1. Introduction

Recently there has been a growing interest in the dynamic features in the reasoning process of Large Language Models (LLMs). While LLMs have demonstrated impressive capabilities in various tasks, their reasoning abilities often lack the depth and adaptability seen in human cognition. This blog post explores the recent advancements in understanding and enhancing the reasoning processes of LLMs, with a particular focus on the application of information theory especially the concept of entropy.

2.1. Information Content and Entropy

For a discrete random variable $X$ with possible outcomes $\{x_1, x_2, \ldots, x_n\}$ and corresponding probabilities $P(X = x_i) = p_i$, the Information Content $I(x_i)$ of an outcome $x_i$ is defined as:

$$ I(x_i) = -\log(p_i) $$

The Entropy $H(X)$ of the random variable $X$ is defined as the expected value of the Information Content:

$$ \begin{aligned} H(X) = \mathbb{E}[I(X)] = -\sum_{i=1}^{n} p_i \log(p_i) \end{aligned} $$

It quantifies the uncertainty or unpredictability associated with the random variable $X$. Higher entropy indicates greater uncertainty, while lower entropy indicates more predictability.

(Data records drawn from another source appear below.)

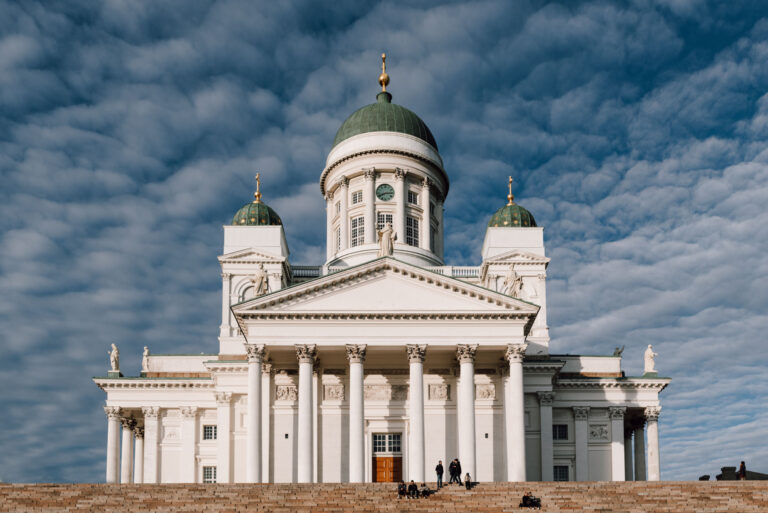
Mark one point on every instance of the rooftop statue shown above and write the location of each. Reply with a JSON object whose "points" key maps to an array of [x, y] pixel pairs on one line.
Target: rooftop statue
{"points": [[387, 238], [650, 360], [114, 358]]}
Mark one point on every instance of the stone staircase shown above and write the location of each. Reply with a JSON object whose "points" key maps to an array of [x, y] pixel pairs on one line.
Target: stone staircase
{"points": [[662, 497]]}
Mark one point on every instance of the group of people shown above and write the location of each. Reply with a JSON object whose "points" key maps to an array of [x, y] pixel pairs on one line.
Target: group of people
{"points": [[412, 491], [454, 469]]}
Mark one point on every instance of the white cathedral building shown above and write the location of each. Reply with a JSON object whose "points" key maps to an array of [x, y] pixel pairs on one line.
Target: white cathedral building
{"points": [[384, 359]]}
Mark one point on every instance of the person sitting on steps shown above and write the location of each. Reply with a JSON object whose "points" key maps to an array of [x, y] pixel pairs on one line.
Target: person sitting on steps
{"points": [[413, 490], [529, 501]]}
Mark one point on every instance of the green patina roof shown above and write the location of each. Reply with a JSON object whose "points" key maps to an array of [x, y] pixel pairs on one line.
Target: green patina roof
{"points": [[256, 214], [512, 216], [384, 116]]}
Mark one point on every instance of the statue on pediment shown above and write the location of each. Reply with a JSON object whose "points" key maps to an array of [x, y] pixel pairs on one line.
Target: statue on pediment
{"points": [[513, 283], [114, 358], [650, 360], [387, 238], [259, 281]]}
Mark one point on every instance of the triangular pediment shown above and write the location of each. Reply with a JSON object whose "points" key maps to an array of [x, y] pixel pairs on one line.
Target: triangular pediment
{"points": [[250, 255], [387, 286]]}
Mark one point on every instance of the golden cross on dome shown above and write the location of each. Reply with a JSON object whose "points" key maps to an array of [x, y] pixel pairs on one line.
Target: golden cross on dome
{"points": [[384, 78], [257, 194]]}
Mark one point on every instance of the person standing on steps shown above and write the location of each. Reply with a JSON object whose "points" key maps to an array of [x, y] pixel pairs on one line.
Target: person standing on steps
{"points": [[452, 471]]}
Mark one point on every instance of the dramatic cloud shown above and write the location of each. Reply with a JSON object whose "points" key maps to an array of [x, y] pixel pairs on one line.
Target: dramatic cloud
{"points": [[130, 132]]}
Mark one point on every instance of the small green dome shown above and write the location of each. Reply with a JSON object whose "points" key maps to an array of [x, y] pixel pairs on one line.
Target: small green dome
{"points": [[512, 215], [384, 116], [256, 214]]}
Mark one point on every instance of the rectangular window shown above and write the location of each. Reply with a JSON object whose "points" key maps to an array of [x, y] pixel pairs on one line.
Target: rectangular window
{"points": [[209, 474], [560, 473], [412, 231], [209, 432], [559, 431], [386, 442], [383, 218], [358, 232]]}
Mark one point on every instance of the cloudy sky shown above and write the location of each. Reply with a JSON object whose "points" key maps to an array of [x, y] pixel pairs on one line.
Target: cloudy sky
{"points": [[130, 132]]}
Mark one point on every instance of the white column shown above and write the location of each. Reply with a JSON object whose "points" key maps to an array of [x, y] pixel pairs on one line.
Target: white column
{"points": [[266, 409], [369, 198], [344, 215], [515, 414], [223, 437], [151, 443], [306, 356], [617, 442], [356, 357], [628, 469], [466, 408], [226, 294], [426, 225], [416, 449], [188, 460], [639, 428], [113, 443], [138, 458], [255, 354], [580, 428], [547, 453], [330, 248], [401, 198], [652, 418], [126, 456]]}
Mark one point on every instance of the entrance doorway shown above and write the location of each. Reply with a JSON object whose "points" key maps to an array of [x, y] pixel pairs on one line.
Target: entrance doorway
{"points": [[387, 457]]}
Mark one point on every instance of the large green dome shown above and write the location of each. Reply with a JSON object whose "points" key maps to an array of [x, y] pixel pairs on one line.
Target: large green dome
{"points": [[512, 215], [384, 116], [256, 213]]}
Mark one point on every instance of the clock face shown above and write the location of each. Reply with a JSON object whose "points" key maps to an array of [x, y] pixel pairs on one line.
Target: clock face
{"points": [[385, 192]]}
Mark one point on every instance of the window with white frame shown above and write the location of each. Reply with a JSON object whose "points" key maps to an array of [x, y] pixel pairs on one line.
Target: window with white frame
{"points": [[357, 229], [209, 432], [412, 231], [209, 474], [382, 218]]}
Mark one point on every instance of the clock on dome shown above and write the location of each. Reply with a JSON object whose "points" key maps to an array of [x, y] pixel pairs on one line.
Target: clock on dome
{"points": [[385, 192]]}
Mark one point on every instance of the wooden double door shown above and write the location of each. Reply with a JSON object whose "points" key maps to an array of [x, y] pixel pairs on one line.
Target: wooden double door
{"points": [[387, 458], [387, 469]]}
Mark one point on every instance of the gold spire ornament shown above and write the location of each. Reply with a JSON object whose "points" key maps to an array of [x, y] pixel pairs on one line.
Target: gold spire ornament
{"points": [[257, 194], [384, 78]]}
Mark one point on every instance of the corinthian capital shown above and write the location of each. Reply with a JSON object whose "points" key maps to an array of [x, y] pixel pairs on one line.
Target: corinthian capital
{"points": [[255, 352], [150, 412], [356, 353], [652, 413], [616, 412], [416, 353], [465, 353], [113, 412], [306, 353], [515, 352]]}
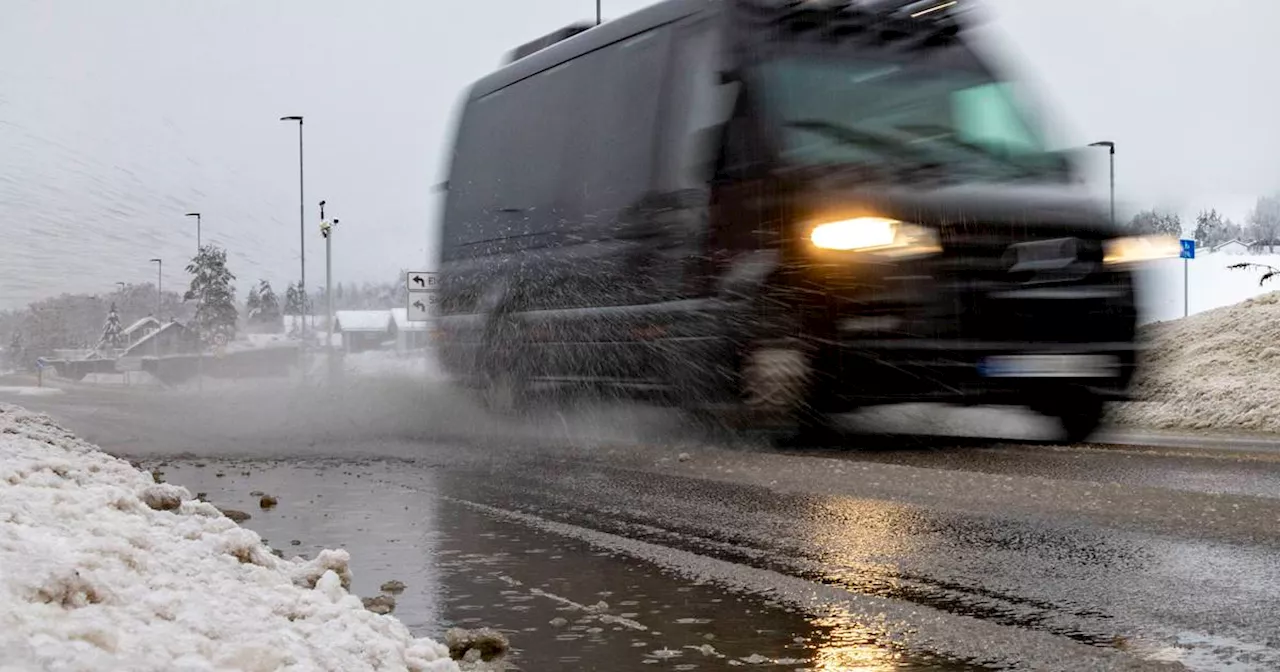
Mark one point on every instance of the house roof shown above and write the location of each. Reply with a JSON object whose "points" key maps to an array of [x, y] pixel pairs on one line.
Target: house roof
{"points": [[362, 320], [142, 342], [145, 321], [401, 316]]}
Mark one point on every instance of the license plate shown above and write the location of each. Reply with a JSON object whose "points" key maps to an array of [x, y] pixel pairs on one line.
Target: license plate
{"points": [[1050, 366]]}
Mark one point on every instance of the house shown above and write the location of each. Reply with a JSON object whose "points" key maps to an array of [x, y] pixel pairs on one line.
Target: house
{"points": [[172, 338], [408, 336], [364, 329], [1264, 246], [140, 329], [1232, 247]]}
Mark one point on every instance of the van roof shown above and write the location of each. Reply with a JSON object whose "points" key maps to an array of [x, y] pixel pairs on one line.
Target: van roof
{"points": [[572, 41], [589, 40]]}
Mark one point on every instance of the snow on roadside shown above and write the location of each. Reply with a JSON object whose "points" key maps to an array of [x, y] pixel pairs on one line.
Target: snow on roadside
{"points": [[101, 568], [1217, 370]]}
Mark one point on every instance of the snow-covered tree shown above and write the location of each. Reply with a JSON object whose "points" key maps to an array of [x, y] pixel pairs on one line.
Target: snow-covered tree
{"points": [[211, 286], [292, 300], [269, 304], [1265, 222], [17, 351], [252, 304], [113, 334], [1210, 228]]}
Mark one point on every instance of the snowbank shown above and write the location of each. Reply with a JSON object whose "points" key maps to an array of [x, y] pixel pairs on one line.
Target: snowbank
{"points": [[101, 570], [1215, 370], [1210, 279]]}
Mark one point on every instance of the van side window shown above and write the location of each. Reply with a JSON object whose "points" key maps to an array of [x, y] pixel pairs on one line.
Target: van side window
{"points": [[613, 117], [506, 173], [474, 177], [698, 109]]}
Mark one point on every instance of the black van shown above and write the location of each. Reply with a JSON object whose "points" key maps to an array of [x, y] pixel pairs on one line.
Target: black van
{"points": [[790, 208]]}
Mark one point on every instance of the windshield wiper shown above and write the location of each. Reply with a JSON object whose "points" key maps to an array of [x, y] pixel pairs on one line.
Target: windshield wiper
{"points": [[938, 133], [903, 156]]}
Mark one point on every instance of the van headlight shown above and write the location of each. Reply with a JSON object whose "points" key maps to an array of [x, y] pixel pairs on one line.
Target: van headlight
{"points": [[1138, 248], [880, 236]]}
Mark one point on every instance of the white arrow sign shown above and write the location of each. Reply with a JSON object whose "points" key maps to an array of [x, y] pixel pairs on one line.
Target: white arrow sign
{"points": [[423, 280], [424, 307]]}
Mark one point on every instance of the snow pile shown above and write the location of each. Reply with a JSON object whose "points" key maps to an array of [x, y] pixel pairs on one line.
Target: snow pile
{"points": [[101, 568], [1210, 283], [1216, 370], [389, 364]]}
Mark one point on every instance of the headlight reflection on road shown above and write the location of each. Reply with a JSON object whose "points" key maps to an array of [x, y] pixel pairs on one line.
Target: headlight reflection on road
{"points": [[850, 647], [858, 543]]}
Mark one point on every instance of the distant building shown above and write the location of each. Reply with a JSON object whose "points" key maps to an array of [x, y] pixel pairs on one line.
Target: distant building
{"points": [[408, 336], [364, 329], [1232, 247], [1264, 246], [138, 330], [172, 338]]}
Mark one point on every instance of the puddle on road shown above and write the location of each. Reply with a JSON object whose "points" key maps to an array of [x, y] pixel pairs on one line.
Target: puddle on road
{"points": [[562, 603]]}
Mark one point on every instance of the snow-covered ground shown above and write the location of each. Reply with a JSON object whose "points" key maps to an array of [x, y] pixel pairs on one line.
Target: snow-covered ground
{"points": [[1219, 369], [22, 391], [101, 570], [1210, 280]]}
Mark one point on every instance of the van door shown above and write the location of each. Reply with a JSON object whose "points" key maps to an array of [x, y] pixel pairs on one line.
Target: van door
{"points": [[607, 192]]}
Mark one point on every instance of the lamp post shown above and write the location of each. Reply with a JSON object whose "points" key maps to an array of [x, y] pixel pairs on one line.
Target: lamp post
{"points": [[327, 232], [1111, 150], [302, 220], [200, 302], [159, 264]]}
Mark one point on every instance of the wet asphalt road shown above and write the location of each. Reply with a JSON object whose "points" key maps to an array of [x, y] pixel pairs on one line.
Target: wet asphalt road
{"points": [[622, 539]]}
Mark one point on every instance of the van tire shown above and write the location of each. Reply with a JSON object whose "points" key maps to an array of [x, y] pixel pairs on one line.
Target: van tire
{"points": [[503, 375], [1079, 415]]}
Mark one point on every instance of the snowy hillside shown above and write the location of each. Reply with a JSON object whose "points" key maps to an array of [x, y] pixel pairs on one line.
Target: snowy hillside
{"points": [[1219, 369], [1211, 282], [103, 570]]}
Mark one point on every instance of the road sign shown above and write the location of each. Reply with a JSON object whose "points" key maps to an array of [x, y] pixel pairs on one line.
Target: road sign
{"points": [[423, 306], [423, 280]]}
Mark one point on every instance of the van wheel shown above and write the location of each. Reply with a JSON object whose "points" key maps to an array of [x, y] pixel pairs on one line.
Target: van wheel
{"points": [[1079, 415], [503, 370]]}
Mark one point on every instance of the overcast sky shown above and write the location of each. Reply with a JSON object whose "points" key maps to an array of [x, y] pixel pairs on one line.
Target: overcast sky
{"points": [[115, 118]]}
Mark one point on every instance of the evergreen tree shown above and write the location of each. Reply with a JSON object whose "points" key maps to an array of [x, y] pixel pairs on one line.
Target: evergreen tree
{"points": [[17, 351], [269, 304], [211, 286], [292, 301], [1210, 228], [252, 305], [113, 334]]}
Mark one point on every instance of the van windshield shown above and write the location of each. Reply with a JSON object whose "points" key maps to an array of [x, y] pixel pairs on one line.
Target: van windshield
{"points": [[841, 110]]}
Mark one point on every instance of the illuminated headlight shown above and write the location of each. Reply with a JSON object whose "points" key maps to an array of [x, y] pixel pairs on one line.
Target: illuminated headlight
{"points": [[1138, 248], [876, 234]]}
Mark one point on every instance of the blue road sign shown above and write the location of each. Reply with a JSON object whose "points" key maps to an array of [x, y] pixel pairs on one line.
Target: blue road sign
{"points": [[1188, 248]]}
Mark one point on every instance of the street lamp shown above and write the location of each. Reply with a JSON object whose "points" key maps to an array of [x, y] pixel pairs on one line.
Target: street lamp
{"points": [[199, 246], [200, 304], [159, 283], [302, 219], [1111, 147], [327, 232], [159, 297]]}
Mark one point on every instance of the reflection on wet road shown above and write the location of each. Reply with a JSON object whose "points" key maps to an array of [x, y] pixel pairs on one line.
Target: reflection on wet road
{"points": [[563, 603], [906, 553]]}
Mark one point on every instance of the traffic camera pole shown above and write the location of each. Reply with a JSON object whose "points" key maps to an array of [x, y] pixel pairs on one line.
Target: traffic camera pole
{"points": [[327, 231]]}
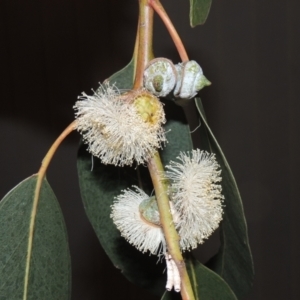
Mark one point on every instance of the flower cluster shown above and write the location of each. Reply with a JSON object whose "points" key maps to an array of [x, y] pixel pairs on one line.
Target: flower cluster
{"points": [[196, 205], [196, 193], [141, 233], [120, 128]]}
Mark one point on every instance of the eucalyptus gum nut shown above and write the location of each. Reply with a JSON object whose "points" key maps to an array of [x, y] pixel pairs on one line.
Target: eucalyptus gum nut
{"points": [[149, 210], [160, 77], [191, 70], [190, 80], [179, 68]]}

And the Varentropy $V(X)$ of the random variable $X$ is defined as the variance of the Information Content:

$$ \begin{aligned} V(X) &= \mathbb{E}[I(X)^2] - (\mathbb{E}[I(X)])^2 \\ &= \sum_{i=1}^{n} p_i \left( -\log(p_i) \right)^2 - \left( -\sum_{i=1}^{n} p_i \log(p_i) \right)^2 \end{aligned} $$

Varentropy measures the variability or spread of the information content around its mean (entropy). A higher varentropy indicates that the information content of different outcomes varies significantly, while a lower varentropy suggests that the information content is more consistent across outcomes.